Qu’il s’agisse du « faux » Jean Valjean ou des « vrais » Vidocq et Maurin (les guillemets étant dans tous les cas de rigueur…), on peut constater qu’il s’agissait d’hommes coupables de faits relevant, selon les critères actuels, de la petite ou moyenne délinquance. Les bagnards étaient effectivement, dans leur grande majorité, des condamnés pour vols, fraude, contrebande, désertion etc.

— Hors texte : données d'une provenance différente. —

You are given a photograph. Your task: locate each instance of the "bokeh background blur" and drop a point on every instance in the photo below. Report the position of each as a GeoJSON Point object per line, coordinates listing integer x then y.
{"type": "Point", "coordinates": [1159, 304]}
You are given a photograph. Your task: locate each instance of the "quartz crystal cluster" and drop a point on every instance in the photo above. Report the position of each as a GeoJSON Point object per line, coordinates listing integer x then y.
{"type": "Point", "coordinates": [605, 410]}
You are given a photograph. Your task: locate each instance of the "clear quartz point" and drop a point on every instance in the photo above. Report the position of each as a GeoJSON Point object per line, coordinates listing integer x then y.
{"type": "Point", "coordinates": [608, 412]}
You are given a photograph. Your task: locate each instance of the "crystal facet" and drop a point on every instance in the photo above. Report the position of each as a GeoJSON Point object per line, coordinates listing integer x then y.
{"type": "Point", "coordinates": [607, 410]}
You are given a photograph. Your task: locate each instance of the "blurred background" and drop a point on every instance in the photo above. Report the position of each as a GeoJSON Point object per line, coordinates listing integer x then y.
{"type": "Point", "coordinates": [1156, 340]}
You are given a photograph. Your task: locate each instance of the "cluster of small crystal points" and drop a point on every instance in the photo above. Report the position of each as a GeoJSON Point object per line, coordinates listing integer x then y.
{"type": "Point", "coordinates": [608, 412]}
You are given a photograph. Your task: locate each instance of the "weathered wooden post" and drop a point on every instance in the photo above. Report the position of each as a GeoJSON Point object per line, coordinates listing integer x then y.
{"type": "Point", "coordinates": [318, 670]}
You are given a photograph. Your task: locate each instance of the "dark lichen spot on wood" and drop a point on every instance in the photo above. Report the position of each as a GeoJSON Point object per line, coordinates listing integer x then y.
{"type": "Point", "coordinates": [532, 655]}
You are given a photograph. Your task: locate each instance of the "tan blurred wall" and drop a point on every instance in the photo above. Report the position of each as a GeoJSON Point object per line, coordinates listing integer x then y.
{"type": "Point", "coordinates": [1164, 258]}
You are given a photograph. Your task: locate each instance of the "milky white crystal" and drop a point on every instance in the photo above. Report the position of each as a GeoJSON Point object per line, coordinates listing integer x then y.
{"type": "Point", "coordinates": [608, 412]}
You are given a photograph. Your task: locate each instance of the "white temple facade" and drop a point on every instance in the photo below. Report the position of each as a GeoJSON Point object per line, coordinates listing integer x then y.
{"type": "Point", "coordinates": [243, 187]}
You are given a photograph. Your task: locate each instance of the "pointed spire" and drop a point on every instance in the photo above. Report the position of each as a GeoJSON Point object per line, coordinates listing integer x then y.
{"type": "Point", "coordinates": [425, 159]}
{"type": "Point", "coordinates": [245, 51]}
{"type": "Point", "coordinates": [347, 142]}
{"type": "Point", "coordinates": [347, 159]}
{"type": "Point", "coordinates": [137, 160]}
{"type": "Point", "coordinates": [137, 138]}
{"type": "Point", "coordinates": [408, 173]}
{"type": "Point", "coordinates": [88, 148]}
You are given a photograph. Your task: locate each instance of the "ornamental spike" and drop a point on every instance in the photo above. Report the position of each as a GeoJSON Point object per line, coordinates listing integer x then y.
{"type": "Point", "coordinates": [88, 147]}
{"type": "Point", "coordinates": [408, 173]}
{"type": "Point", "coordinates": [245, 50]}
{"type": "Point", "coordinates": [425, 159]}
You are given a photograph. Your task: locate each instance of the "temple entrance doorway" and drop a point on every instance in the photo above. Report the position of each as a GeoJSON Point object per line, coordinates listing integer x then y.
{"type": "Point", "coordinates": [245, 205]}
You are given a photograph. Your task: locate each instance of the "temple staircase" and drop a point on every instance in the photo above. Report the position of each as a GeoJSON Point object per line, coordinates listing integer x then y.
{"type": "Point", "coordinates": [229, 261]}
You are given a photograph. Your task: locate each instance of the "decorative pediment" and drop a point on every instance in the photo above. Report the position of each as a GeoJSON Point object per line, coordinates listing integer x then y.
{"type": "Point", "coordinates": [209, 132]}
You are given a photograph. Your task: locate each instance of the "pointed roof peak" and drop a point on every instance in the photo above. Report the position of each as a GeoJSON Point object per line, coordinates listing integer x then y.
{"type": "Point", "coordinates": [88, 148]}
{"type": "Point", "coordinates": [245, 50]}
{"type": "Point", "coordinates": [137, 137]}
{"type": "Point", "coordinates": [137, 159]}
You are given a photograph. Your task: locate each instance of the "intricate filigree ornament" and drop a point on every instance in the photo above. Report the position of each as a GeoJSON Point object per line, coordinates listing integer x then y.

Les véritables criminels, ceux qui avaient commis des atrocités, ne se retrouvaient pas au bagne, mais étaient condamnés à mort, la guillotine ne chômant pas sous Napoléon. Mais les bagnes étaient, aussi, des écoles du crime, et Monsieur Madeleine (ou plutôt Victor Hugo…) avait incontestablement raison de dire que « les galères font le galérien », bien plus que les délits commis par ces « misérables ».
[1] Pontmartin (Armand, de), « Le vrai Jean Valjean », in Les nouveaux samedis, 19ème série, Paris, Calmann-Lévy, 1880, p. 234/237.
[2] Carreau (Nicolas), « Le véritable Jean Valjean – le repenti », in La Vie des héros : Sherlock Holmes, Dracula, Tarzan, James Bond, D’Artagnan. Ils ont vraiment existé, Paris, Librairie Vuibert, 2017.
[3] Pommier (Jean), « Premiers pas dans l’étude des Misérables », in Bulletin de la Faculté des Lettres de Strasbourg, 1961/1962.
[4] Hugo (Victor), Claude Gueux, première édition 1834.
[5] Hugo (Victor), Le dernier jour d’un condamné, présentation et notes par Sapori (Julien), Avon-les-Roches, Editions Lamarque, 2020.